On 22 March, South Africa and the world celebrates World Water Day.

This year, World Water Day is about water and climate change – and how the two are inextricably linked.

World Water Day and climate change

According to its official website, climate delay is almost as dangerous as climate denial. Every country in the world must work more quickly as extreme weather events are making water more scarce, more unpredictable, more polluted or all three.

“Humans need water to survive, as do all the systems we rely on: sanitation, healthcare, education, business and industry. Action plans to tackle climate change need to be integrated across different sectors and coordinated across borders. And they must have one thing in common: safe and sustainable water management.”

It is said that fighting climate change will open up vast opportunities for the economy in many areas.

“We need to embrace circular production systems and use water much more efficiently. As the global population grows, so does the demand for water, which depletes natural resources and damages the environment in many places. Solutions include protecting carbon sinks such as oceans and wetlands, adopting climate-smart agricultural techniques, and increasing the safe reuse of wastewater.”

Some stats

  • Treating and re-using wastewater is an effective way to save water. Approximately only 80% of wastewater is currently not treated and/or re-used globally.
  • Climate change is increasing the levels of water scarcity in under-developed regions. If this is not remedied, 700 million people could be displaced due to limited access to water by 2030.
  • By 2040, the global demand for water is expected to increase by 50%.
  • The UN Sustainable Development Goal 6, sets out to “ensure availability and sustainable management of water and sanitation for all” by 2030.

In South Africa, there are many things that attribute to what is believed to be a growing water crisis.

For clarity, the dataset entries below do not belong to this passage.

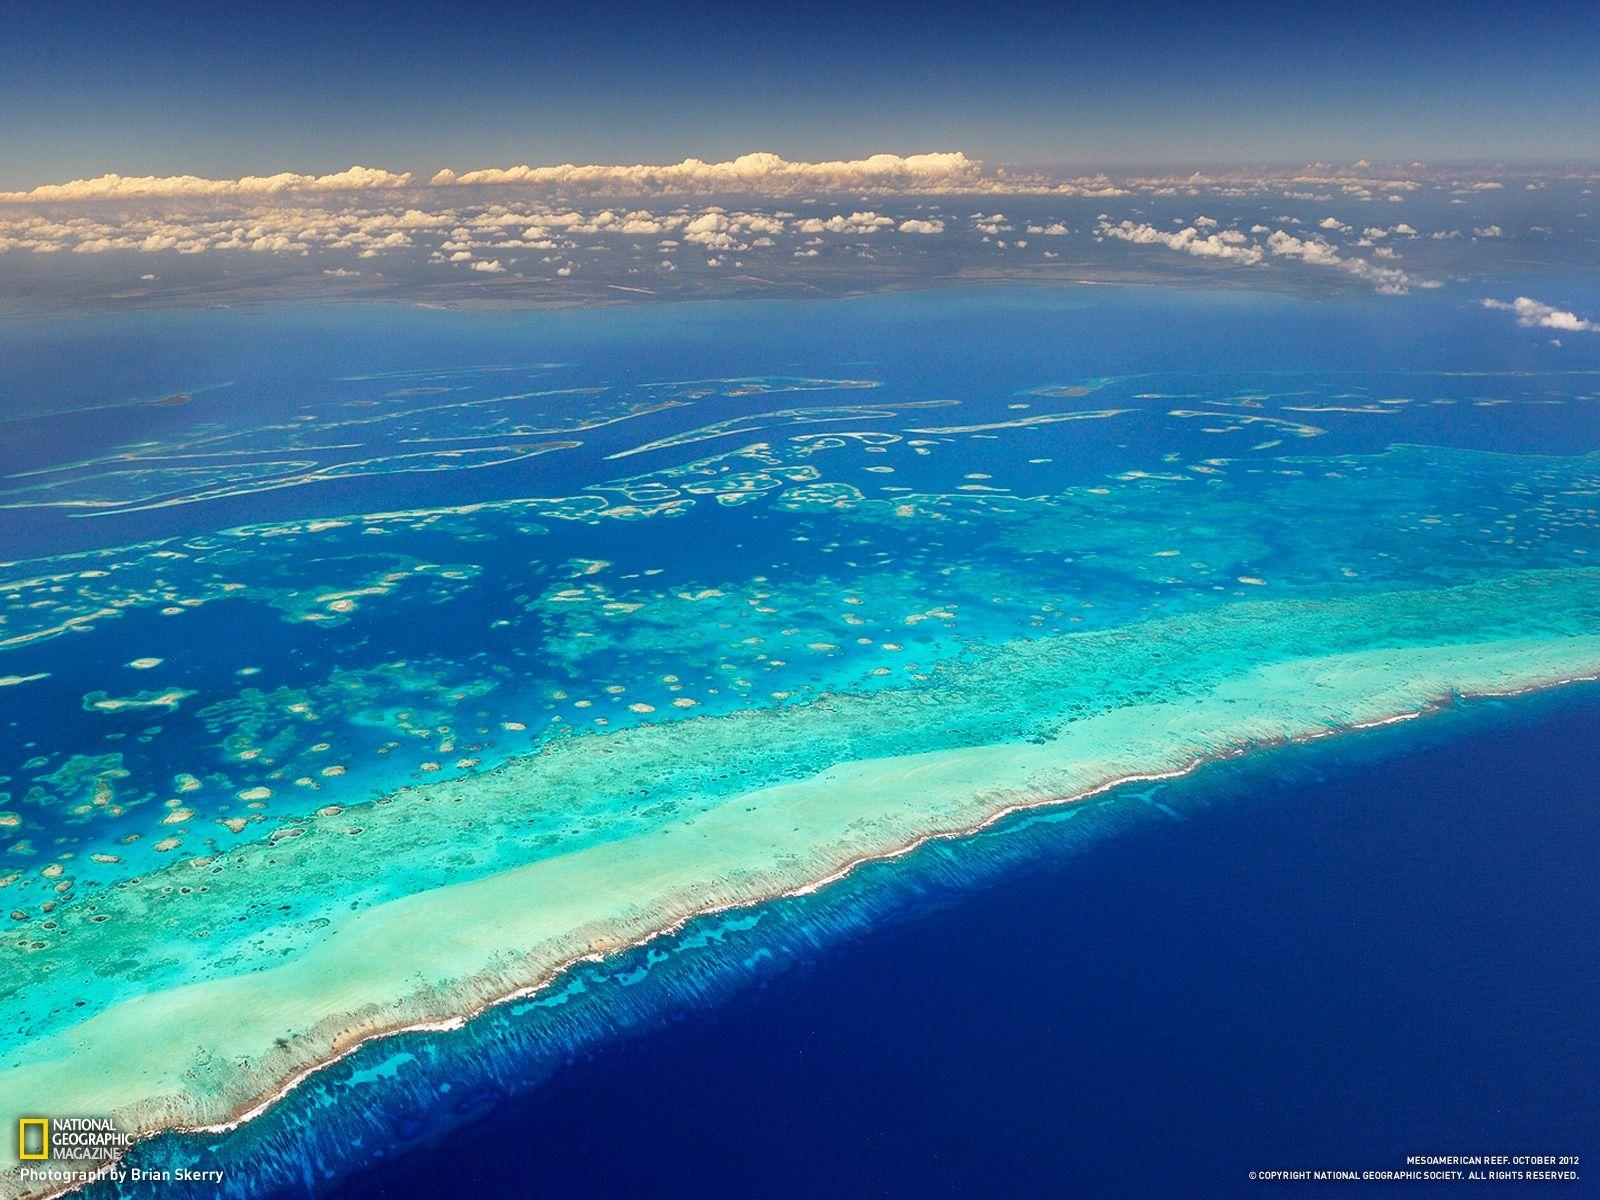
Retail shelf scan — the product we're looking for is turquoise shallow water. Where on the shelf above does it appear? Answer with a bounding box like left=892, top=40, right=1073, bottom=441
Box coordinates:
left=72, top=683, right=1600, bottom=1199
left=2, top=284, right=1598, bottom=1194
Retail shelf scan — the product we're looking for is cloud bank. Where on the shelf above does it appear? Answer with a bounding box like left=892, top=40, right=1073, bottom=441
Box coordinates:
left=3, top=166, right=414, bottom=202
left=430, top=151, right=984, bottom=195
left=0, top=156, right=1565, bottom=306
left=3, top=154, right=1576, bottom=207
left=1, top=153, right=988, bottom=202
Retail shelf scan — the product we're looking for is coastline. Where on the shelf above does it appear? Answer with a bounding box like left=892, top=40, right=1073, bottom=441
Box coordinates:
left=15, top=652, right=1600, bottom=1200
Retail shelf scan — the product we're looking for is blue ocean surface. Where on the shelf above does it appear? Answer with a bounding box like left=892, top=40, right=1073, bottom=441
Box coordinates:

According to the Water Project, climate change has affected water supplies within SA. Rains that usually come and supply the country’s water has come infrequently. For example in Durban the dams are said to be 20 percent lower than at the start of 2010. Due to this fact cities are looking to impose water restrictions on communities with many still in place.

What you can do

Usually, World Water Day is a time to meet face-to-face and discuss how to tackle the global crisis in water and sanitation.

With the new coronavirus outbreak many of us need to change our plans for World Water Day events, but organisers are calling on people to watch how much water they use every day of the year.